Lugar mágico: Los cátaros franceses
“Creían en la existencia de dos dioses: un dios del bien (Dios) y otro del mal (Satán), que había creado el mundo material. Eso les llevó a hacer votos de castidad, pues se negaban a procrear y dar más adeptos al diablo. Se llamaban a sí mismos perfectos”.
Creo que una de las más bellas regiones del mundo es el Languedoc, una parte de los Pirineos que se encuentra al sudoeste de Francia. He estado allí algunas veces, y me han impresionado sus valles, montañas, vegetación y ríos. Sin embargo, como el ser humano es absolutamente imprevisible, fue precisamente en este magnífico lugar donde nació la primera gran “herejía” europea: el catarismo.
Se han escrito muchos libros sobre el tema. No obstante, se puede resumir la filosofía cátara así: el universo fue creado por el demonio. Toda esta belleza aparente es obra de él.
Según la enciclopedia, los cátaros creían en la existencia de dos dioses: un dios del bien (Dios) y otro del mal (Satán), que había creado el mundo material. Eso les llevó a hacer votos de castidad, pues se negaban a procrear y dar más adeptos al diablo. Se llamaban a sí mismos “perfectos”, y estaban dispuestos al martirio para probar la importancia de su creencia.
El final simbólico del movimiento, que desencadenó las primeras Cruzadas de las que se tiene noticia, tuvo lugar el día 15 de marzo de 1244 en la fortaleza de Montsegur: después de un prolongado asedio, durante el cual se les dio a elegir entre la conversión al catolicismo o la muerte, aproximadamente 250 “perfectos”, hombres, mujeres y niños, bajaron la montaña cantando y se tiraron a las llamas de la hoguera encendida con esa finalidad.
Durante mucho tiempo me interesé por el catarismo. En 1989 conocí a Brida O’Fern, que había sido cátara en una encarnación anterior.
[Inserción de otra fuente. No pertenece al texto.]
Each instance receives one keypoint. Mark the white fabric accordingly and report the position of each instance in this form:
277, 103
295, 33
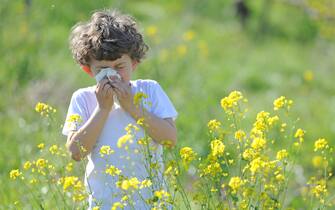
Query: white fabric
83, 103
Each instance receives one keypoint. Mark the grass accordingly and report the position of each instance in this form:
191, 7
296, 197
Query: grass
36, 65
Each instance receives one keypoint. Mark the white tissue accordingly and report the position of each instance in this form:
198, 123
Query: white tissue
107, 72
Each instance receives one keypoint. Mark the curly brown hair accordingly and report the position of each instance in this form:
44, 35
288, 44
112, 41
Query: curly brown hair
107, 36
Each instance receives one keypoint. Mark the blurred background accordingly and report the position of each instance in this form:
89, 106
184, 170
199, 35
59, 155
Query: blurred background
199, 52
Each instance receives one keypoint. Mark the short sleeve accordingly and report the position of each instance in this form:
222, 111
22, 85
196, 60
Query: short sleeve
76, 115
161, 105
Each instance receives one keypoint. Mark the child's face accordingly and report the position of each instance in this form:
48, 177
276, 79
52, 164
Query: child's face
124, 66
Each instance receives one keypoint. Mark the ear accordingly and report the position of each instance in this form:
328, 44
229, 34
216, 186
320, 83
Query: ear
87, 69
134, 64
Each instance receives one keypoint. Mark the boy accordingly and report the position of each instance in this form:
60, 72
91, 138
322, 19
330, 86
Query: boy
111, 40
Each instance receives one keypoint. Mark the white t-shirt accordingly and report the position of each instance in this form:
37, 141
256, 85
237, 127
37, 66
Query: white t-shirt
102, 185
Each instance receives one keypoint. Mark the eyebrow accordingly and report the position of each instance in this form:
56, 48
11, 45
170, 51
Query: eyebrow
105, 66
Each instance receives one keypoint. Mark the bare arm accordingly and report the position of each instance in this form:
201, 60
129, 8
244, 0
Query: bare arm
88, 135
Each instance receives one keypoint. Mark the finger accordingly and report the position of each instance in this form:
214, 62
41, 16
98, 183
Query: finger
101, 84
121, 87
118, 92
106, 89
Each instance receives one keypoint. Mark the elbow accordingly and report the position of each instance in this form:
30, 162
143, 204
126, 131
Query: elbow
73, 151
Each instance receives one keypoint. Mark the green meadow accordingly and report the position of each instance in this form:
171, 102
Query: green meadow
199, 53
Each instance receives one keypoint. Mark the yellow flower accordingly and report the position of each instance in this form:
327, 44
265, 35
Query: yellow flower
280, 177
13, 174
320, 189
69, 167
41, 163
279, 102
74, 121
308, 75
229, 102
213, 125
282, 102
40, 146
139, 97
212, 169
240, 135
320, 144
282, 154
145, 183
299, 133
187, 154
113, 171
217, 148
188, 36
258, 143
53, 149
130, 184
27, 165
33, 181
273, 120
106, 150
235, 183
256, 164
249, 154
151, 31
161, 194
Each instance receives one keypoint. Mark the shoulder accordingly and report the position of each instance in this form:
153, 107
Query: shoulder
145, 85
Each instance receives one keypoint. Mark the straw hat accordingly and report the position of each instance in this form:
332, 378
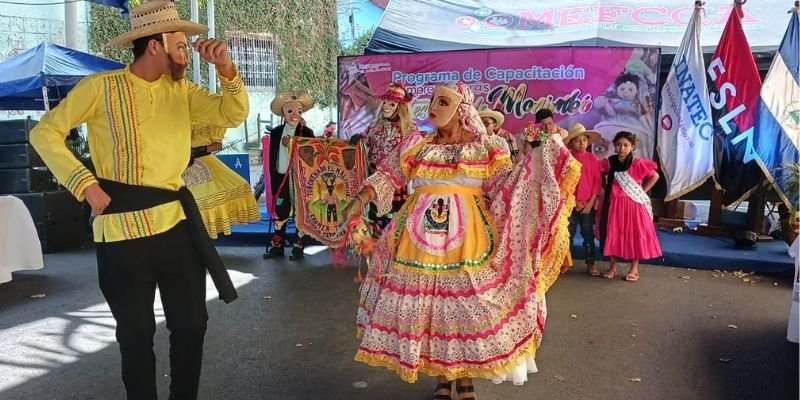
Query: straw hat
155, 17
286, 97
497, 116
577, 130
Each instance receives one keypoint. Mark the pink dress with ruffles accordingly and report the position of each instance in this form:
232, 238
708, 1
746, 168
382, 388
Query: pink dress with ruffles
631, 232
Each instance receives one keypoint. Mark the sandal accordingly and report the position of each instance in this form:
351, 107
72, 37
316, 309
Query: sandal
632, 277
466, 389
442, 386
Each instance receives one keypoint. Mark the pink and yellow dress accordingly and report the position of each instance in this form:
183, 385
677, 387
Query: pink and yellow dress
448, 293
223, 196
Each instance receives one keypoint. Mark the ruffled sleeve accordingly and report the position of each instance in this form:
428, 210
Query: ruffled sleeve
389, 175
604, 166
499, 166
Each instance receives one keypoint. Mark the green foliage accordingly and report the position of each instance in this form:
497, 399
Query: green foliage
306, 33
359, 44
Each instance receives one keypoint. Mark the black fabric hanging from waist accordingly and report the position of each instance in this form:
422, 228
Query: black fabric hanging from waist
129, 198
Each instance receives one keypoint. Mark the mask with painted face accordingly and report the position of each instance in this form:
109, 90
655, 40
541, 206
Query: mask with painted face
178, 51
292, 113
389, 109
444, 106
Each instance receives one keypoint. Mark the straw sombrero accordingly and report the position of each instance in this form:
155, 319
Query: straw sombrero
497, 116
577, 130
286, 97
155, 17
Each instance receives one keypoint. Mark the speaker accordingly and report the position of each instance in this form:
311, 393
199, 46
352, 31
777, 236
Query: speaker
58, 217
26, 180
16, 130
20, 155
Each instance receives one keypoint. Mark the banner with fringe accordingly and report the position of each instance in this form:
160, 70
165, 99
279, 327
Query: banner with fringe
326, 174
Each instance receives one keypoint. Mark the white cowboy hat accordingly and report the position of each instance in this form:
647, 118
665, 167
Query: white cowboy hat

A comienzos de aquel mismo año había conocido a Mónica Antunes, hoy amiga mía y agente literaria.
Como yo necesitaba, por razones espirituales, hacer el camino cátaro (una ruta que une los castillos/fortalezas de los “perfectos”), la invité al recorrido.
Mónica y yo llegamos al pie de la montaña de Montsegur en una tarde de agosto: habíamos planeado subirla al día siguiente. Después de comer fuimos a charlar al lugar donde se había encendido la hoguera, casi 800 años antes (indicado por un insignificante monumento). El cielo estaba encapotado, con nubes tan bajas que ni siquiera podíamos ver las ruinas en lo alto del gigantesco peñasco. Para provocar a Mónica, dije que tal vez sería interesante subir aquella misma noche. Ella respondió que no, y me sentí aliviado: ¿y si hubiera dicho que sí?
En ese momento, para un coche, de la misma marca y color que el mío. Sale de él un irlandés y pregunta, como si fuéramos de la región, por dónde se puede subir a la roca. Le sugiero que lo haga con nosotros al día siguiente, pero él está decidido a subir esa misma noche: quiere ver la salida del sol allá en la cima, dice que tal vez él también fue cátaro en otra vida.
Y todo parece encajar: Brida, la obligación de hacer el camino cátaro, la broma minutos antes con Mónica, y ahora aquel hombre allí, con un coche igual al mío. Es una señal. Voy al hotel de la aldea y consigo una linterna, la única allí.
Una vez en la fortaleza de Montsegur entramos y contemplamos las ruinas. Admiro la belleza del firmamento, me pregunto cómo llegamos allí sin ningún percance, pero pienso que es mejor dejarse de preguntas y tan solo admirar el milagro. Los cátaros contemplaban este mismo cielo, y aun así pensaban que todas estas estrellas eran obra del demonio. Jamás entenderé a los cátaros, por mucho que respete la integridad con la que se entregaban a su fe.
Volví a Montsegur, pero nunca más conseguí encontrar el camino que tomamos aquella noche en 1989. Los misterios existen.